Log monitoring bulk failures

[ycombinator]

Resolves #14303.

As reported in #14303, when the Elasticsearch monitoring reporter in libbeat sends a bulk API request to Elasticsearch, and that request fails, the errors are currently swallowed. This is because the actual response code for the bulk API request is 200 OK; the actual errors are embedded in the request's response body.

This PR teaches the Elasticsearch monitoring reporter to parse the bulk API response and log any errors. For the parsing, the same code as the Elasticsearch output is reused.

Testing this PR

1. Start up Elasticsearch with security enabled. Make sure you know the password for the elastic superuser.

2. Create a role that grants necessary privileges for managing and writing to metricbeat-* indices.

   curl -s -u elastic -H 'Content-Type: application/json' 'http://localhost:9200/_security/role/mb_writer' -d '{ "cluster": [ "monitor", "manage_ilm", "manage_index_templates" ], "indices": [ { "names": [ "metricbeat-*" ], "privileges": [ "all" ] } ] }'
   

3. Create a user with the above role.

   curl -s -u elastic -H 'Content-Type: application/json' 'http://localhost:9200/_security/user/mb_writer' -d '{ "password": "mb_writer", "roles": [ "mb_writer" ] }'
   

4. Build Metricbeat with this PR.

   cd $GOPATH/src/github.com/elastic/beats/metricbeat
   mage build
   

5. Start Metricbeat with monitoring enabled and specifying the credentials of the above user for the elasticsearch output.

   ./metricbeat -e -E output.elasticsearch.username=mb_writer -E output.elasticsearch.password=mb_writer -E monitoring.enabled=true
   

6. Verify that metricbeat-* indices are being created and populated in Elasticsearch but no .monitoring-beats-* indices are being created.

   curl -s -u elastic 'http://localhost:9200/_cat/indices'
   

7. Verify that there are warnings in the log like so:

   2019-11-01T08:57:43.910-0700    WARN    elasticsearch/client.go:258     monitoring bulk item insert failed (i=0, status=403): {"type":"security_exception","reason":"action [indices:admin/create] is unauthorized for user [mb_writer]"}
   

[houndci-bot]

exported function ItemStatus should have comment or be unexported

[houndci-bot]

should omit 2nd value from range; this loop is equivalent to for i := range ...

[elasticmachine]

Pinging @elastic/stack-monitoring (Stack monitoring)

[ycombinator]

jenkins, test this

[ph]

Code is OK to me, but I think we should have some tests added to cover that behavior and especially if the remote system changes his behavior. I don't link how the 200 vs the 403 response code is handled in this scenario.

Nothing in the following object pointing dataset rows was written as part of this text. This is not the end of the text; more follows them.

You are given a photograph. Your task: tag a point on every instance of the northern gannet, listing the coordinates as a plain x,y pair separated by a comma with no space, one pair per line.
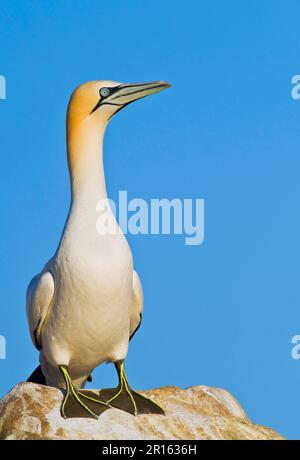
87,302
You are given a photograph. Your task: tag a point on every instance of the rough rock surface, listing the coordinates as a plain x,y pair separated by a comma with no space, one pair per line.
31,411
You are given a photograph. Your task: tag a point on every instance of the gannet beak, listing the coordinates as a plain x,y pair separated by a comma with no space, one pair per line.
126,93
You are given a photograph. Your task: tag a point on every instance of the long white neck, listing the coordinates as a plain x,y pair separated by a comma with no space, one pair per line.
85,157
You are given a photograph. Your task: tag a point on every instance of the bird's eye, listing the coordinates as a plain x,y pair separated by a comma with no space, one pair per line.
104,92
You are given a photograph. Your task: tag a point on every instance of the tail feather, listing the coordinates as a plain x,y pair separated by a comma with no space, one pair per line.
37,377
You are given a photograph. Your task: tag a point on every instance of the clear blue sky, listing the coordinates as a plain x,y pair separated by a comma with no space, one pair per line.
220,314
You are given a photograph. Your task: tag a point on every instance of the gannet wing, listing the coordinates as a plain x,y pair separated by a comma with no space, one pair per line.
137,305
38,300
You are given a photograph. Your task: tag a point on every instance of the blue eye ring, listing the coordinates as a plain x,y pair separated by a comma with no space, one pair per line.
104,92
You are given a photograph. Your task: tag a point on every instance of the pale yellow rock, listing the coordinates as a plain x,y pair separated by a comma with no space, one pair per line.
31,411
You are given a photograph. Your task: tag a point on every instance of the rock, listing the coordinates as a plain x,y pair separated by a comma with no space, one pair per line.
31,411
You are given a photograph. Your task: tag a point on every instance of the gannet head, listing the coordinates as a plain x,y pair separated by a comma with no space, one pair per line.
100,100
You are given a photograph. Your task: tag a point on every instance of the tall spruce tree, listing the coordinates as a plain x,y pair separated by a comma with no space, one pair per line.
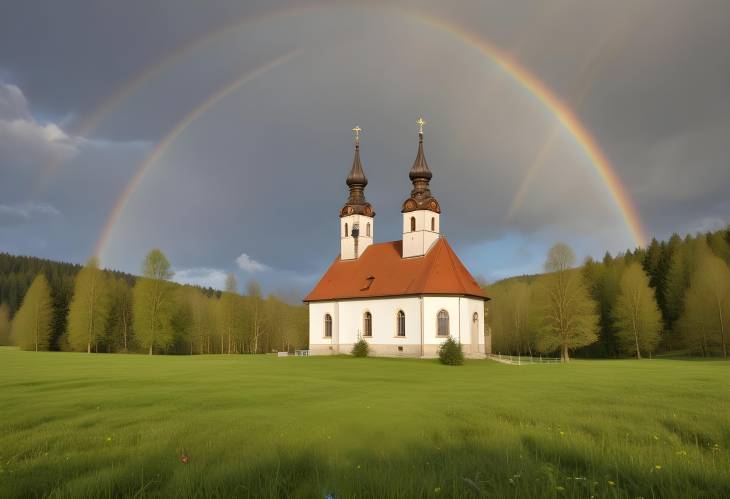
153,303
4,324
89,308
31,327
229,309
636,312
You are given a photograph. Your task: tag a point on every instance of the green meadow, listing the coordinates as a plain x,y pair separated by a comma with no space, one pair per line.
87,425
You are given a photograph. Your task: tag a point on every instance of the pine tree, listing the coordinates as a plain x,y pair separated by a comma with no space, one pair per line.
4,324
636,312
153,303
31,326
676,289
89,308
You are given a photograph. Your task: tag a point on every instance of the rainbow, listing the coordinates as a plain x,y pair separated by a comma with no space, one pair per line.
179,128
521,75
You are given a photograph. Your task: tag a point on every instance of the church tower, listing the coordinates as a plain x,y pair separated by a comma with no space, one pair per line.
356,217
421,211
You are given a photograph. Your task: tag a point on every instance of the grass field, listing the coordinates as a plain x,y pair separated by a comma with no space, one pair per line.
80,425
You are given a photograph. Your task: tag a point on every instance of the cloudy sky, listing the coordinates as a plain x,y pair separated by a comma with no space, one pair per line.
221,130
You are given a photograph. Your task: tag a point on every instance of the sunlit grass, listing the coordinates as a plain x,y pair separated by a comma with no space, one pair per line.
79,425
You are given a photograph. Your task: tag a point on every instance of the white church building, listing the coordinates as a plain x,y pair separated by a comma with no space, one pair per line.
403,297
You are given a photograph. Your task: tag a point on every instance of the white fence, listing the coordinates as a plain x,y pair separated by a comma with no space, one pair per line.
519,360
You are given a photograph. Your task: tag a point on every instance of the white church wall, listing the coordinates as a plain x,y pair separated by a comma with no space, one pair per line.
318,343
348,323
347,242
418,242
384,320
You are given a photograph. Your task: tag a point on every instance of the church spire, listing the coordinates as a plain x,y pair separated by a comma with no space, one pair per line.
356,182
420,175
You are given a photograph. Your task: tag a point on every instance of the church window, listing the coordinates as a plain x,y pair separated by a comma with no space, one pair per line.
327,325
443,323
367,324
401,323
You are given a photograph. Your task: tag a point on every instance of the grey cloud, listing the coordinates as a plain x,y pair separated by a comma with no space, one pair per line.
265,170
23,213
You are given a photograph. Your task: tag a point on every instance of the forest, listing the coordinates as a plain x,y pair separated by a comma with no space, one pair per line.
46,305
672,298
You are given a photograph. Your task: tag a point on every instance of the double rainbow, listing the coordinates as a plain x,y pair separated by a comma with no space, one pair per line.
519,74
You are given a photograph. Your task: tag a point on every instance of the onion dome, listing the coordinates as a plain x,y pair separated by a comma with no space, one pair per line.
356,182
420,175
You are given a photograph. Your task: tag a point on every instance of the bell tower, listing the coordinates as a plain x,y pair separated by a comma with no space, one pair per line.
357,216
421,211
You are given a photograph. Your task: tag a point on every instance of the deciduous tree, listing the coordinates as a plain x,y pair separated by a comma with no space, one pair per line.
153,303
89,307
636,312
569,313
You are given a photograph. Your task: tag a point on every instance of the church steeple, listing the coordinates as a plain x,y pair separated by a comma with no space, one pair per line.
356,182
420,175
356,216
421,211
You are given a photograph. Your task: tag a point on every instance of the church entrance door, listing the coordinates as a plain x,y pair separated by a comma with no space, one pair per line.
475,347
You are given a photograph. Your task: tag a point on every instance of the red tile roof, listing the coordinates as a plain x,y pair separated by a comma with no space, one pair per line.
380,271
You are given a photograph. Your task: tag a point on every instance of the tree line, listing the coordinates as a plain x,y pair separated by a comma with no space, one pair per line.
673,296
47,305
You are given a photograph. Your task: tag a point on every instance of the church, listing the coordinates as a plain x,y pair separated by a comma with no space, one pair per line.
403,297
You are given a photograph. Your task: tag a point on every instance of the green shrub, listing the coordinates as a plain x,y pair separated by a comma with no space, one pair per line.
361,348
450,352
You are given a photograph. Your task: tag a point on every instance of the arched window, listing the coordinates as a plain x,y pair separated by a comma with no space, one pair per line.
401,323
327,325
367,324
443,323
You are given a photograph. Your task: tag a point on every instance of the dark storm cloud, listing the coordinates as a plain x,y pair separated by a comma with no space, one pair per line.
262,174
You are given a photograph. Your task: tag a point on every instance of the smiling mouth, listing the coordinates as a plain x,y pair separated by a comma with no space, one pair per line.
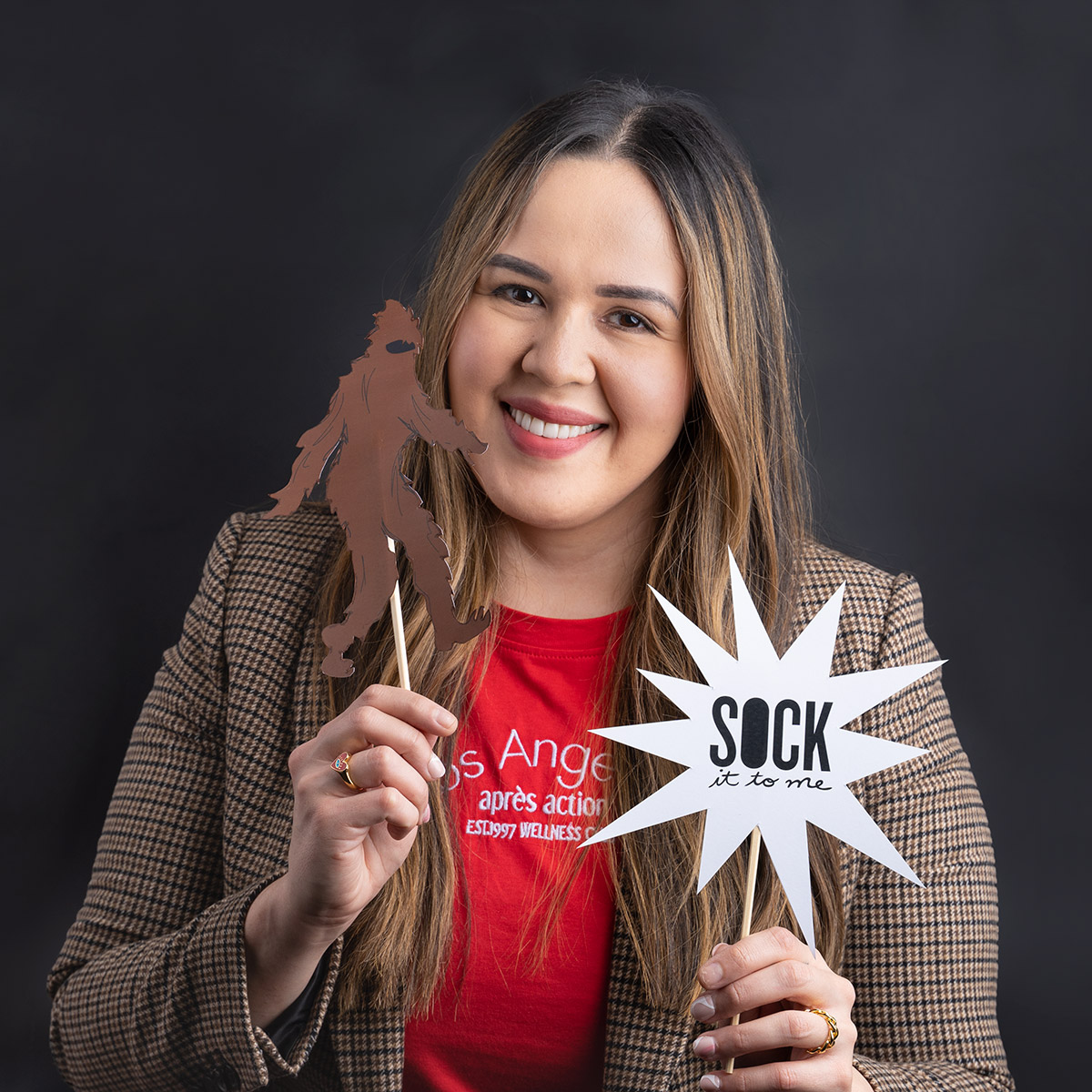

Looking at existing code, there is currently no unit tests for the ES/reporter and adding that to the existing python system tests might be complicated but still worth investigating.

Also for BulkReadToItems we can surely add a test for it?

[ph]

+1 nice change

[ph]

LGTM, we need to find a better way with system test, I think its a problem and we need to have a proposal for that. Maybe a way to use a specific docker-compose file for a set of test.

[ycombinator]

Travis CI is green. Jenkins CI failures are unrelated. Merging.